Classical MVC frameworks are view centric, and developers organize their code based on pages. You'll probably go ahead and create a new view that represents a page. Of course, your view needs a controller and model, so you'll also create them. The problem with organization by pages is that there's little to no gain of reusability. Once you've created a page and you'd like to reuse only some parts of the page, you will need a way to encapsulate only a specific part of this model—the view and the controller.
UI components solve this problem nicely. I like to see them as a modular approach to MVC. Although they still embrace the MVC pattern, they also establish encapsulation and composability. This way, a view is a component itself, but it also consists of components. By composing views of components, one can gain a maximum amount of reusability:
UI components embrace MVC, but they also support encapsulation and composition on a much lower level
Technically, there are some challenges when implementing components with web technologies. JavaScript was always flexible enough to implement different patterns and paradigms. Working with encapsulation and composition isn't an issue at all, and the controlling part and the model of components can easily be implemented. Approaches, such as the revealing module pattern, namespaces, prototypes, or the recent ECMAScript 6 modules, provide all the tools that are needed from the JavaScript side.
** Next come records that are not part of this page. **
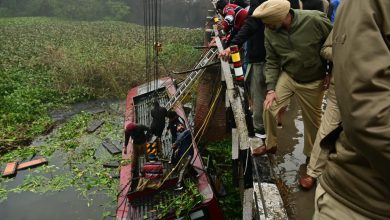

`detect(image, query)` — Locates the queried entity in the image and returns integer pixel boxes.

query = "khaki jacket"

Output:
[264,9,332,90]
[320,0,390,219]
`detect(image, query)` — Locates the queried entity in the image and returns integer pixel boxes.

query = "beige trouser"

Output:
[263,72,324,157]
[307,79,341,178]
[313,184,369,220]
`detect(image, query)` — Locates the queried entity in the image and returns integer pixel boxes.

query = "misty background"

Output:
[0,0,212,28]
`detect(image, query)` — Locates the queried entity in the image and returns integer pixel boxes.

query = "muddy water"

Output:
[0,101,125,220]
[274,99,315,220]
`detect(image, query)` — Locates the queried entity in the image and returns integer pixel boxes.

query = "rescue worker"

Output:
[150,101,167,138]
[313,0,390,220]
[301,0,329,12]
[220,0,299,139]
[216,0,248,44]
[253,0,332,157]
[328,0,340,23]
[125,122,151,146]
[299,31,341,189]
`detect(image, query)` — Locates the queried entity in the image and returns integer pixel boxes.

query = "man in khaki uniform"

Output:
[253,0,332,157]
[314,0,390,220]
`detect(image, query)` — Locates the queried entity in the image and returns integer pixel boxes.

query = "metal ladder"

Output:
[165,48,218,110]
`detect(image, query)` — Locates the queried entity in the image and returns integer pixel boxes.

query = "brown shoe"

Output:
[252,145,278,157]
[299,175,317,189]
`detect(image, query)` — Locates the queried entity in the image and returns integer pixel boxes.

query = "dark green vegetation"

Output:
[0,18,203,152]
[202,140,242,219]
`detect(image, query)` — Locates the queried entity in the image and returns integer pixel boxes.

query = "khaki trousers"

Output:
[263,72,324,157]
[307,81,341,178]
[313,184,369,220]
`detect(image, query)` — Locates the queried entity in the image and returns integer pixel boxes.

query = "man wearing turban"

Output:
[252,0,332,157]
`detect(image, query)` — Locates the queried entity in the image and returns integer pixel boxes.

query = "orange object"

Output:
[18,158,48,170]
[3,161,18,177]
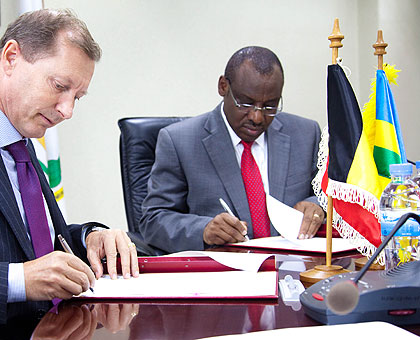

However, for the view part of our components, we face some limitations. Although HTML supports great flexibility in terms of composability because the DOM tree is nothing else than a big composition, we have no way to reuse these compositions. We can only create one large composition, which is the page itself. HTML being only the final view that was delivered from the server, this was never really a real concern. Today's applications are much more demanding, and we need to have a fully-encapsulated component running in the browser, which also consists of a partial view.
We face the same problem with CSS. There is no real modularization and encapsulation while writing CSS, and we need to use namespaces and prefixes in order to segregate our CSS styles. Still, the whole cascading nature of CSS can easily destroy all encapsulation that we try to bring in place using CSS structuring patterns.